Loftin, who is stepping down in January, believes that the rivalry will eventually happen again despite the teams now representing different conferences.
“I think that, left to ourselves, we will find a way to get together. We’ve already played them in other NCAA sports – swimming and diving had a meet with them,” Loftin said.
“I think over time there will be an engagement … that will allow us to appropriately play each other as nonconference rivals in a variety of sports.”
Loftin’s sentiments conflict with what A&M’s associate athletic Jason Cook said a few weeks ago.
“We hope to play them again in a BCS or playoff game at some point,” Cook said.
After Steve Patterson was hired as Texas’ athletic director, replacing longtime AD DeLoss Dodds (who was against UT playing A&M after they left the Big 12), the idea of a potential regular season contest between the two schools again was brought up.

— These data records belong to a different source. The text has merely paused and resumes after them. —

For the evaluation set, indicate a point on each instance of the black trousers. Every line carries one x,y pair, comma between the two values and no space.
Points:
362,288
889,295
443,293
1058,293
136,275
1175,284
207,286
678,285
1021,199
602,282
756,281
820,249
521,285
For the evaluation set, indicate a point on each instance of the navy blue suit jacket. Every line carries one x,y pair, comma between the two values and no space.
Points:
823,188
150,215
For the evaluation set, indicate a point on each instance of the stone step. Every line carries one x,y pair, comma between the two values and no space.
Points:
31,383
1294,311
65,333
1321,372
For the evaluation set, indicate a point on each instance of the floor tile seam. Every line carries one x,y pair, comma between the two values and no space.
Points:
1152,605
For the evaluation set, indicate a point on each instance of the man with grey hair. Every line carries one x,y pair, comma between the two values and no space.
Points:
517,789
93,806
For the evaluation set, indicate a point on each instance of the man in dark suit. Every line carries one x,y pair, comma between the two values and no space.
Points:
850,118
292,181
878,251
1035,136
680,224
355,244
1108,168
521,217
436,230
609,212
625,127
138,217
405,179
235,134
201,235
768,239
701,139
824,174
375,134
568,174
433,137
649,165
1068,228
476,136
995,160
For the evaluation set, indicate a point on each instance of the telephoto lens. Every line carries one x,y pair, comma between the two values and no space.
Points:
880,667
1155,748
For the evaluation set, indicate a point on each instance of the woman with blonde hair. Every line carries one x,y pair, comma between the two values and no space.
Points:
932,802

Zwerneman goes on to write:
“While Cook offered no further explanation at the time, the message was evident: A&M, under the direction of outspoken chancellor John Sharp, no longer intended to schedule the Longhorns in football in the regular season, even if UT was up for it.”
With that said, those hoping for a rekindling of the rivalry may have to wait a little while longer. The schools last played Nov. 24, 2011 -- a Texas 27-25 win.